The Syl Anagist flashbacks make explicit what the first two books rendered as allegory. The Niess are the trilogy's clearest and most pointed racism parable: a people demonized with invented biological myths, genocided, and then grotesquely re-created as caricatures — the tuners — so their oppressors could "prove" the lie retroactively. Jemisin takes the logic of dehumanizing narratives to its endpoint, showing racist mythology literally engineered into flesh. The revelation that stone eaters are transformed tuners, that orogeny descends from the tuners, that the Guardians' corestones come from the Earth, and that the Seasons themselves are Father Earth's revenge for a stolen child — all of it reframes the entire world as the long aftershock of one civilization's greed and cruelty.

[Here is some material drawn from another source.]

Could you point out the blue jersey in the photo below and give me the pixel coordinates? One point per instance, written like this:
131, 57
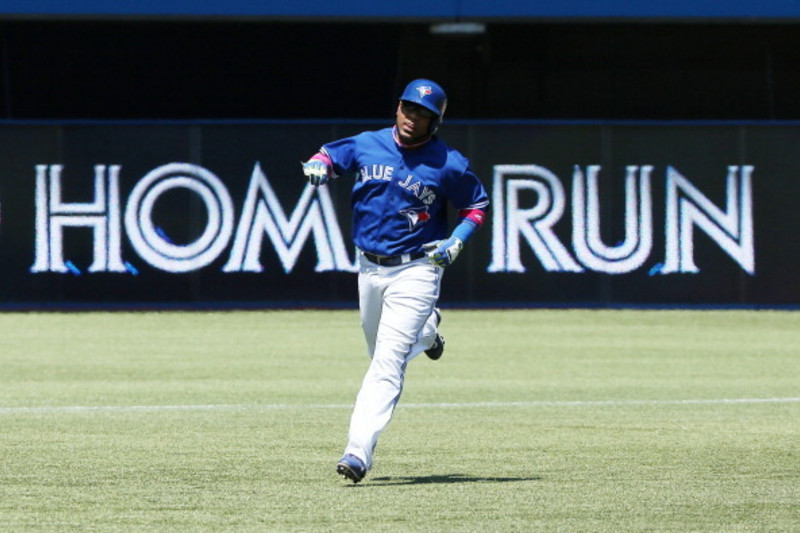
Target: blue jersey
400, 195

Running beneath the world-scale grievance is the intimate core Jemisin has said the trilogy is really about: motherhood, family, and sacrifice. Essun's arc is a turn from armored self-preservation toward community and trust; her final act is not to overpower her daughter but to let go and believe in her. Both Hoa and Nassun are figures so hurt by the world that they want to end it, and in both cases it is an image of love — Hoa's for Kelenli, Nassun's dawning recognition of Essun's — that pulls them back from annihilation. The book's answer to eternity, and to a few brutal days alike, is the same: family, blood and found, moving forward together. It is a story about whether the oppressed owe a broken world their forgiveness, and it declines to pretend the answer is easy.

About the Book

The Stone Sky was published by Orbit Books on August 15, 2017, running 464 pages in its first hardcover edition. It is the third and final volume of the Broken Earth trilogy, following The Fifth Season (2015) and The Obelisk Gate (2016).

Its accolades made history. The Stone Sky won the 2018 Hugo Award for Best Novel — Jemisin's third consecutive Best Novel Hugo, one for each book of the trilogy. No author had ever won the Best Novel Hugo three years running, and none had ever won it for every volume of a single trilogy; the feat is widely regarded as unlikely to be repeated. The book also won the 2018 Nebula Award for Best Novel and the 2018 Locus Award for Best Fantasy Novel, a rare sweep of the field's major honors. In her acceptance speech, Jemisin reflected that she wrote the trilogy to speak to the struggle of what it takes just to live, let alone thrive, in a world that seems determined to break you.

Jemisin had already made history with The Fifth Season as the first Black author to win the Hugo for Best Novel; the trilogy's clean sweep cemented her as one of the defining voices of contemporary speculative fiction. She was named a MacArthur Fellow in 2020, and Sony's TriStar Pictures acquired the film rights to the trilogy, with Jemisin adapting. The Broken Earth stands as a landmark of twenty-first-century fantasy — a work that reshaped what the genre could say about power, oppression, and the possibility of a better world.

Readers should know going in that the finale contains genocide, child death, and sustained depictions of systemic cruelty, and that it is emphatically not a standalone — it assumes both prior books and pays off threads planted across the whole trilogy.